Khouri shrugged. ‘Then chill out. What these people need now is a leader. What they don’t need is someone moping around with a guilty conscience.“

He stood up. “Thank you, Ana. Thank you.”

“Did I help, or did I just screw things up even more?”

“You helped.”

The seat melted back into the wall.

“Good. Because, you know, I’m not the most eloquent of people. I’m just a grunt at heart, Scorp. A long way from home, with some weird stuff in my head, and a daughter I’m not sure I’ll ever understand. But really, I’m still just a grunt.”

“It’s never been my policy to underestimate grunts,” he said. Now, inevitably, it was his turn to feel ineloquent. “I’m sorry about what happened to you. I hope one day…” He looked around, noticing that Vasko was moving down the opaque line of the floor towards Aura’s niche. “Well, I don’t know. Just that you find something to make that rage a little smaller and brighter. Maybe when it gets small and bright enough it will just pop away.”

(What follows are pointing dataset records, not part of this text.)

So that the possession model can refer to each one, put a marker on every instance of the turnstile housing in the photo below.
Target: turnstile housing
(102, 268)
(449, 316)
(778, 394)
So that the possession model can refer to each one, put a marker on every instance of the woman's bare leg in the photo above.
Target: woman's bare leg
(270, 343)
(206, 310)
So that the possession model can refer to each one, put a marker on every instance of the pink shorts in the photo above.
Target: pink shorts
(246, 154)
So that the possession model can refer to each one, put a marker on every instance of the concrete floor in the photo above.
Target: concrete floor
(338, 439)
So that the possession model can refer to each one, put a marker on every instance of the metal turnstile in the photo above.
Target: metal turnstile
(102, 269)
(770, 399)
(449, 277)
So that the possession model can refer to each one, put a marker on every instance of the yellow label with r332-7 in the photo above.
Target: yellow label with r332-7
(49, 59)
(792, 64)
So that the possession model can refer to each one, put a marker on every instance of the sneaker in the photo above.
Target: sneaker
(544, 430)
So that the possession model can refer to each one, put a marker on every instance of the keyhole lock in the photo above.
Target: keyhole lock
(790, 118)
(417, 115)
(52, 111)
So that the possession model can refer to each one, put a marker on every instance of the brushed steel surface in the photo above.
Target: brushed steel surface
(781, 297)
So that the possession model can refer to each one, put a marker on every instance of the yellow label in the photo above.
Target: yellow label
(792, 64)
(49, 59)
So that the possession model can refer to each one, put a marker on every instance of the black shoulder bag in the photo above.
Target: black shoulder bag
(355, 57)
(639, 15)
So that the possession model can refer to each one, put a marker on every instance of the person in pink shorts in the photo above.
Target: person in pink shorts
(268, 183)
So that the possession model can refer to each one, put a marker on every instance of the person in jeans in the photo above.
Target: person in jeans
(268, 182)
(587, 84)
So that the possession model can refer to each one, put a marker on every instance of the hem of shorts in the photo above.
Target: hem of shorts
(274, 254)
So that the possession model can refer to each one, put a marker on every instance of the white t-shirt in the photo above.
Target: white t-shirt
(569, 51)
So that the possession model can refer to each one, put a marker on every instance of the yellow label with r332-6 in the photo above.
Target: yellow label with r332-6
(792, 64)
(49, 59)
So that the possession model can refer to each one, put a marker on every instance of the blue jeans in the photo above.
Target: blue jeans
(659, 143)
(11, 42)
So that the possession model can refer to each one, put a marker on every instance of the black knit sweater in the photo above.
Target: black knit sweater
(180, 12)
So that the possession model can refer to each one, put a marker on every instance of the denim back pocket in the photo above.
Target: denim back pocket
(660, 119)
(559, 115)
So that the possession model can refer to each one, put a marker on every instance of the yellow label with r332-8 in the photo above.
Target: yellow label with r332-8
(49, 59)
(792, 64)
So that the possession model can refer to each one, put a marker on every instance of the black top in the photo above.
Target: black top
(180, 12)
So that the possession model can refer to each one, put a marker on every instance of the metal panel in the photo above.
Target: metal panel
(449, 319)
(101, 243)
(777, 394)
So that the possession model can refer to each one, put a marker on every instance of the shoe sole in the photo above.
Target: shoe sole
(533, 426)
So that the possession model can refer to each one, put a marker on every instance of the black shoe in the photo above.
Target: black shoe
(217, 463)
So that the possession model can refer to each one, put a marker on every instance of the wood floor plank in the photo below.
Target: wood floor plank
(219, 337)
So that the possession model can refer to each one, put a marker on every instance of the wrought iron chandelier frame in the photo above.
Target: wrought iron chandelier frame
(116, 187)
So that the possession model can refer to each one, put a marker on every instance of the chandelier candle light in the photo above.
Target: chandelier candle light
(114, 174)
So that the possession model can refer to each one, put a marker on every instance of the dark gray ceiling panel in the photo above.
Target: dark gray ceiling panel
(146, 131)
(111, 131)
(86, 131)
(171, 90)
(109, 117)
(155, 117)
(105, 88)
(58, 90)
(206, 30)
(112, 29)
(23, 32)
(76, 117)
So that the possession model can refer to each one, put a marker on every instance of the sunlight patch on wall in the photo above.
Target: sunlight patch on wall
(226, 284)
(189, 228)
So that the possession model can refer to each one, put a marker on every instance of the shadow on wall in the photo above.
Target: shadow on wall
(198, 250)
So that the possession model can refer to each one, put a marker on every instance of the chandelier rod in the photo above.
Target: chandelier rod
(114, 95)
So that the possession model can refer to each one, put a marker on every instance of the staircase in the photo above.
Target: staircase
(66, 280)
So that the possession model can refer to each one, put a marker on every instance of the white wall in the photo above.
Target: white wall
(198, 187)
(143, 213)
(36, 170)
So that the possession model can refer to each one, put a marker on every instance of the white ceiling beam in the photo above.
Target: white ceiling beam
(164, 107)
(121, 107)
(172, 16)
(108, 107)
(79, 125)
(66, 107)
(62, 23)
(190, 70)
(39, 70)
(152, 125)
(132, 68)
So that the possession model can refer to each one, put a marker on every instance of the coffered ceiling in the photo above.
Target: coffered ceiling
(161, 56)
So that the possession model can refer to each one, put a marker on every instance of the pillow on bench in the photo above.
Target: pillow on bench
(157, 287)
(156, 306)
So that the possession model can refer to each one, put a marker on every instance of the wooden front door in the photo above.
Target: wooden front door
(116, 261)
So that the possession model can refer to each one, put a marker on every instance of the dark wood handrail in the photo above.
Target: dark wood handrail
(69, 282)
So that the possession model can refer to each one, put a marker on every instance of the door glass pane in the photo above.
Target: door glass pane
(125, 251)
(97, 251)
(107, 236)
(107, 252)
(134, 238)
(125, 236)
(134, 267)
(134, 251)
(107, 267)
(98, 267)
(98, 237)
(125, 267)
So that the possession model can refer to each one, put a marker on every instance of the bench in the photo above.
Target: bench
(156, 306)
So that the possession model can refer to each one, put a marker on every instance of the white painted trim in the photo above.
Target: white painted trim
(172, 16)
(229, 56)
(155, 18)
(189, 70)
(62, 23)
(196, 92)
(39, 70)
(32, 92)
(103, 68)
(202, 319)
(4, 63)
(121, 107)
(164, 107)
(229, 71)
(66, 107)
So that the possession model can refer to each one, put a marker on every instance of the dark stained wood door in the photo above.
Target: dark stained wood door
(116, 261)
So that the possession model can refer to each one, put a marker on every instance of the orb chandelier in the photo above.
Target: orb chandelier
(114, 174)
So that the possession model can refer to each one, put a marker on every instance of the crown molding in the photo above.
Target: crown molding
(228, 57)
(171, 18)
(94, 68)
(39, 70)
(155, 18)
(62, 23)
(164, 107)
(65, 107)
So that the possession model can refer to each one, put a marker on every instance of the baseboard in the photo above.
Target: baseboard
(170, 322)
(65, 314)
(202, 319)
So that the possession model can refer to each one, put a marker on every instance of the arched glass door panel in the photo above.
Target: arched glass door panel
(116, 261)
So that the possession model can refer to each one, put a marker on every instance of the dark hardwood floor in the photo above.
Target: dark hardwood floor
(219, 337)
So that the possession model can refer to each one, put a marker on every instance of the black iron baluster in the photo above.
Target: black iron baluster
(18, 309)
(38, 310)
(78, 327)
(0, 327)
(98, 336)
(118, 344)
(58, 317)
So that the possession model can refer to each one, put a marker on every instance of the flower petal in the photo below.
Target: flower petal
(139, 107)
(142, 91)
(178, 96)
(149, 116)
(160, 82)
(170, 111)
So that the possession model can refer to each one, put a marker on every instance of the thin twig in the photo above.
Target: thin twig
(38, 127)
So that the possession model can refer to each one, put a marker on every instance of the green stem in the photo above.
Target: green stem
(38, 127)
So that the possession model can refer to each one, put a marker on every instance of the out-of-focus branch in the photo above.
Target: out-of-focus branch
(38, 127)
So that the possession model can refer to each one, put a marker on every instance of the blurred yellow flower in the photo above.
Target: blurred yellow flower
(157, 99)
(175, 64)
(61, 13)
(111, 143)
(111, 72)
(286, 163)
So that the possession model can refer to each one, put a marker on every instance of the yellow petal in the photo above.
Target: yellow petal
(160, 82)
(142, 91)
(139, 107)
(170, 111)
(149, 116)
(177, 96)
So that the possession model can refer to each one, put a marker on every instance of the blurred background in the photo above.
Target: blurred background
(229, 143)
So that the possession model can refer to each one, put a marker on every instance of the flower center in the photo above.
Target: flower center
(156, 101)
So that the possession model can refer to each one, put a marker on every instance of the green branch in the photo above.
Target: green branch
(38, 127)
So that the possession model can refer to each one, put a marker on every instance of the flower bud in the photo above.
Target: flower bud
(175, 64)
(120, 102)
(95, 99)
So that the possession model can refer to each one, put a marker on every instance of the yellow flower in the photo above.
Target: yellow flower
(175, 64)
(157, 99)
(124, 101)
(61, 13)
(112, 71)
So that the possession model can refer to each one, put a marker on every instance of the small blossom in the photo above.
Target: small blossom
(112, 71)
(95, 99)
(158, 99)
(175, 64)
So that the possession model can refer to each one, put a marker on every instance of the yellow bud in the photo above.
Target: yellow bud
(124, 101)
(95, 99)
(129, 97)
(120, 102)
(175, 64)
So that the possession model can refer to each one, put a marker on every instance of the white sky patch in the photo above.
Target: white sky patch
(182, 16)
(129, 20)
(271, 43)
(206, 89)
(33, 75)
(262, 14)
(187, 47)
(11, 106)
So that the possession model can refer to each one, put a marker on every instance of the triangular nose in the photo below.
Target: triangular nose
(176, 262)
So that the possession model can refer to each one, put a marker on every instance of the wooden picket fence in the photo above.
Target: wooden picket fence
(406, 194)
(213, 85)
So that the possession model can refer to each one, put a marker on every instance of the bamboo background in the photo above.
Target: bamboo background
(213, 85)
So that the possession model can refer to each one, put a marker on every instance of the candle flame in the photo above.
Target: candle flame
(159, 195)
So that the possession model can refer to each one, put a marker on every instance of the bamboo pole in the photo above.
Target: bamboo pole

“Would that be a good thing?”

“I don’t know.”

She smiled. “Me neither. But I guess you and I are the ones who’ll find out.”

“Scorpio?” Vasko said.

“Yes?”

“You should see this. You, too, Ana.”

They woke Valensin. Vasko ushered them to a different part of the shuttle, then made some modifications to the hull to increase the visibility of the night sky, calling bulkheads into existence and enhancing the brightness of the transmitted light to compensate for the reflected glare from the shuttle’s wings. He did so with an ease that suggested he had been working with such systems for half his life, rather than the few days that was actually the case.